Старая монахиня, с обожанием и умилением глядя на внучку, улыбалась сквозь слезы. При этом она широко разевала рот, ее мокрое лицо некрасиво морщилось...
— Право, вы не должны... — снова попеняла матери госпожа Акаси, знаками предлагая ей взять себя в руки, но старуха не обратила на нее внимания.
— Волны старостиК давно желанному берегуМеня принесли.Кто же станет теперь рыбачкуЗа поблекшее платье корить?
Даже в древние времена стариков положено было прощать[22], — говорит она, а юная нёго, взяв лежащий возле тушечницы листок бумаги, пишет:
«О, когда бы меняРыбачка в платье поблекшемПровела по волнам,Я смогла б хоть на миг заглянутьВ бедную келью у моря...»
Тут уж и госпожа Акаси не сумела сдержаться и заплакала.
— С суетным миромРасставшись, нашел он приютВ светлой бухте Акаси.Но когда ж наконец душа егоПерестанет блуждать во мраке? (3) —
отвечает она, стараясь скрыть слезы.
«О, если б хоть во сне могла я увидеть тот рассвет, когда расставались мы с Вступившим на Путь!» — думала юная нёго.

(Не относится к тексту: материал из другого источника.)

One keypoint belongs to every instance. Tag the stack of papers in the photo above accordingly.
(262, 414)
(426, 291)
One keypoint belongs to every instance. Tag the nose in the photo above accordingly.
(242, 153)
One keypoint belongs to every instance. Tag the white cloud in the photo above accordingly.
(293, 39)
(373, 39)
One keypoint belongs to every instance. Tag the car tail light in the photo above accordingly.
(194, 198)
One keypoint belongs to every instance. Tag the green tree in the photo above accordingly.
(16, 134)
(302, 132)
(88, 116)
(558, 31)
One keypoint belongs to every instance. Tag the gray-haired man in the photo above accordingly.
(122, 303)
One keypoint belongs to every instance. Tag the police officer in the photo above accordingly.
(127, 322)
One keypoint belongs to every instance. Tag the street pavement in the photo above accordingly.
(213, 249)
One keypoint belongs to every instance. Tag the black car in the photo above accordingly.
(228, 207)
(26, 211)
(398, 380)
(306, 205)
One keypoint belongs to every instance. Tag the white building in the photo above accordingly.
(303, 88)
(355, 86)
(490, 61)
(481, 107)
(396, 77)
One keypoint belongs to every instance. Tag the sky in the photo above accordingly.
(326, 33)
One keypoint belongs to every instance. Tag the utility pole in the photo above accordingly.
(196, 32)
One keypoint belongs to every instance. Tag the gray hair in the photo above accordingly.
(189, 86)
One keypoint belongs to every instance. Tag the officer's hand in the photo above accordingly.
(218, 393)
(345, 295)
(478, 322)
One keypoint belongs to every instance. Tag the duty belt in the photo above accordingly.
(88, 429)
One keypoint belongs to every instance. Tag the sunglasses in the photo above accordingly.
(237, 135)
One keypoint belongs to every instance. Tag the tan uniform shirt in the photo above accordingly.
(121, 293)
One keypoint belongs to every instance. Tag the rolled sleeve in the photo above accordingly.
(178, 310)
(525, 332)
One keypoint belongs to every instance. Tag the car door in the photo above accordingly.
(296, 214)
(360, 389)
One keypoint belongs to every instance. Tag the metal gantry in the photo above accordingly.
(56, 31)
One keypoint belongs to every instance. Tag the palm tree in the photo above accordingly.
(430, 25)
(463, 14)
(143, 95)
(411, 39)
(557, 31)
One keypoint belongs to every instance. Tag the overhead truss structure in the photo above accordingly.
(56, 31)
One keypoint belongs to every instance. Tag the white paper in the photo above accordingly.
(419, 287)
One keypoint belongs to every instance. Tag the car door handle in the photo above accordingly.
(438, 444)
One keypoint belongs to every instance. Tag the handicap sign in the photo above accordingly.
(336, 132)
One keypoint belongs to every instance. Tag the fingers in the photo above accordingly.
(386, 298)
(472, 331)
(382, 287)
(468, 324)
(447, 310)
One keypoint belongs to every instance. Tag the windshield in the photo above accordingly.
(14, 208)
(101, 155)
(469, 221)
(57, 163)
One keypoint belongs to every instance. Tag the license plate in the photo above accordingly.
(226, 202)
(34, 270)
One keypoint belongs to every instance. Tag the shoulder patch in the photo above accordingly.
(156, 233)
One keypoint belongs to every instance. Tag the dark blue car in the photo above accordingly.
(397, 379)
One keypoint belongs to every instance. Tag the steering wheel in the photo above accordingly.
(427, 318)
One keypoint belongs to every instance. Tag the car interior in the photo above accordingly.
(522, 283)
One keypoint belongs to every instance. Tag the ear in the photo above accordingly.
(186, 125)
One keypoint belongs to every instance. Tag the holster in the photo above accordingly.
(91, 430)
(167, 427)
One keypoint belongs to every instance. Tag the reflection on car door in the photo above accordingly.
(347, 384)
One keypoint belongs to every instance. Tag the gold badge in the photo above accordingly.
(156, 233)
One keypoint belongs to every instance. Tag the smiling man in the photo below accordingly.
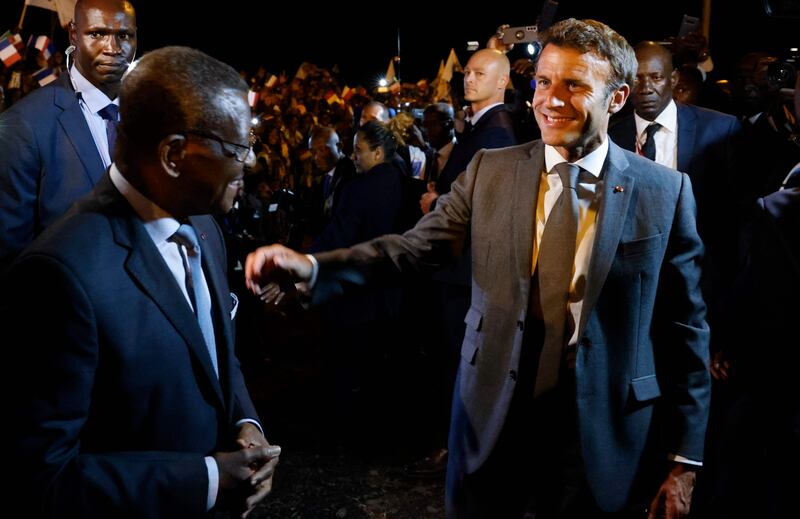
(56, 143)
(582, 388)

Примерно на Десятый день Третьей луны она благополучно разрешилась от бремени. Тревоги остались позади, и в доме на Шестой линии воцарилось веселье, тем большее, что сама нёго чувствовала себя прекрасно, а младенец был мужского пола. Наконец-то Гэндзи вздохнул с облегчением.
Покои, куда временно поместили нёго, располагались в стороне от основной части дома, ближе к людским. Мимо сновали гонцы с дарами, шумно отмечая положенные дни, и, хотя старой монахине казалось, что она попала наконец на «берег желанный», для праздничных церемоний это помещение не подходило, поэтому решено было перевести нёго в прежние покои. Госпожа Мурасаки пришла ее навестить.
Облаченная в белое платье гостья с материнской нежностью прижимала к себе младенца, прелестная как никогда. Сама не имевшая подобного опыта и даже ни разу не присутствовавшая при столь важном событии, госпожа не уставала изумляться и восхищаться. Она взяла на себя все заботы о младенце в эти первые, самые трудные дни, и настоящая бабушка, полностью положившись на нее, ограничилась участием в церемонии Омовения, подготовку которой поручили Найси-но сукэ, доверенной даме принца Весенних покоев. Эта Найси-но сукэ была приятно поражена утонченностью своей помощницы, а поскольку и до нее дошел слух о некоторых тайных обстоятельствах, касающихся этой особы, она невольно думала, на нее глядя: «Юная нёго была бы достойна сожаления, будь ее мать хоть в чем-то несовершенна, но благородству этой дамы можно только позавидовать. В самом деле, что за необыкновенная судьба выпала ей на долю!» Да, но стоит ли подробно рассказывать обо всех церемониях и обрядах, связанных с этим событием?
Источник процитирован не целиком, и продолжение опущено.